Statistics for ML #71 — Singular Value Decomposition (SVD)
Published:
Singular Value Decomposition (SVD)
| Post #71/100 in the Statistics for ML series — Md Salek Miah | Statistician & ML Researcher | SUST, Bangladesh. |
Singular Value Decomposition (SVD) decomposes any matrix A into: \(A = U\Sigma V^T\) where U = left singular vectors, Σ = diagonal matrix of singular values, V = right singular vectors.
SVD is the foundation of PCA, recommender systems, and NLP.
Applications in ML & Public Health
- Dimensionality reduction: Keep top-k singular values → low-rank approximation
- Missing data imputation: Matrix completion via SVD (e.g., imputing missing DHS variables)

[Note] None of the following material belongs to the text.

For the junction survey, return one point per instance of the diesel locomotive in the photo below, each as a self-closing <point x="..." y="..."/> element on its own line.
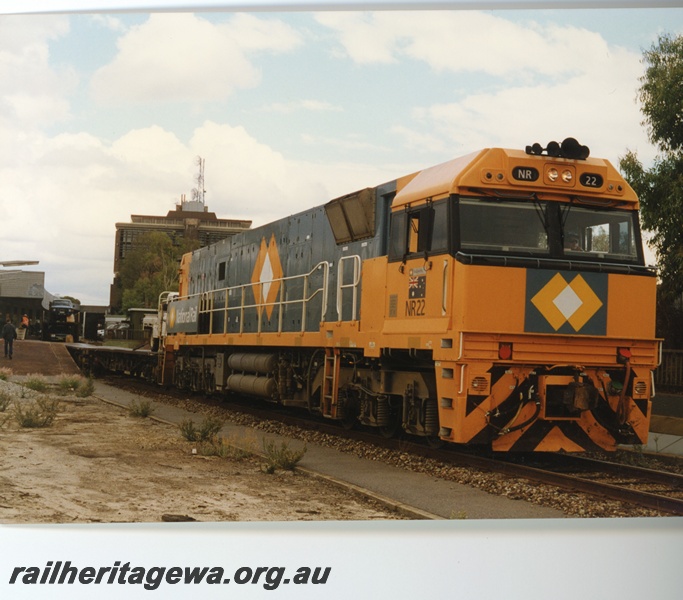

- Recommender systems: My MovieLens project uses SVD for collaborative filtering
- Latent Semantic Analysis: Document-term matrix decomposition
import numpy as np
from sklearn.decomposition import TruncatedSVD
# SVD on DHS health indicator matrix (districts × indicators)
X = df[health_indicators].fillna(0).values
svd = TruncatedSVD(n_components=5, random_state=42)
X_reduced = svd.fit_transform(X)
explained_var = svd.explained_variance_ratio_.cumsum()
print(f'Top 5 components explain {explained_var[-1]*100:.1f}% of variance')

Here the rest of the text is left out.